1. In the Symposium, Diotima rejects the idea that love

 

1. In the Symposium, Diotima rejects the idea that love is about finding your 

soulmate: “Now there is a certain story…according to which lovers are those 

people who seek their other halves” (Symposium, 488). How does Diotima 

criticize this understanding of love? Specifically, what does she think this 

understanding of love leaves out or is lacking?

2_ Provide, and explain, your own example of what Plato calls “poetry”

3_ Explain what the sun is supposed to represent in Plato’s Allegory of the 

Cave (see especially Republic, 1135). This would mean referencing and 

explaining the specific feature of Plato’s metaphysics at issue in this image.
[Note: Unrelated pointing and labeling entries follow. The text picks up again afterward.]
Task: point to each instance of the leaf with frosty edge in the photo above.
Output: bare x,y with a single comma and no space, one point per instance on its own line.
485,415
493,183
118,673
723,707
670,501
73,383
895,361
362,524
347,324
4_ Regarding the prisoners in the cave from the Allegory, Socrates says, 

“They’re like us” (Republic, 1133). What does Socrates mean here? How, 

specifically, are the prisoners “like us”?

5_ Consider the paragraph (#28) on 232 of Augustine’s Confessions 

(beginning: “When at last I cling to you with all my being…”). Explain how 

the Christian worldview described in this passage is reminiscent of Plato’s 

metaphysics. What are the fundamental, specific similarities between what 

Augustine is saying here and the view of reality described by Plato?

6. Pick one of the three metaphors we discussed from section 1 of Thus 

Spoke Zarathustra (121-122) that shows how Nietzsche is inverting Plato. 

Explain how, exactly, Nietzsche is taking one of Plato’s particular images or 

metaphors and flipping Plato’s metaphysics on its head.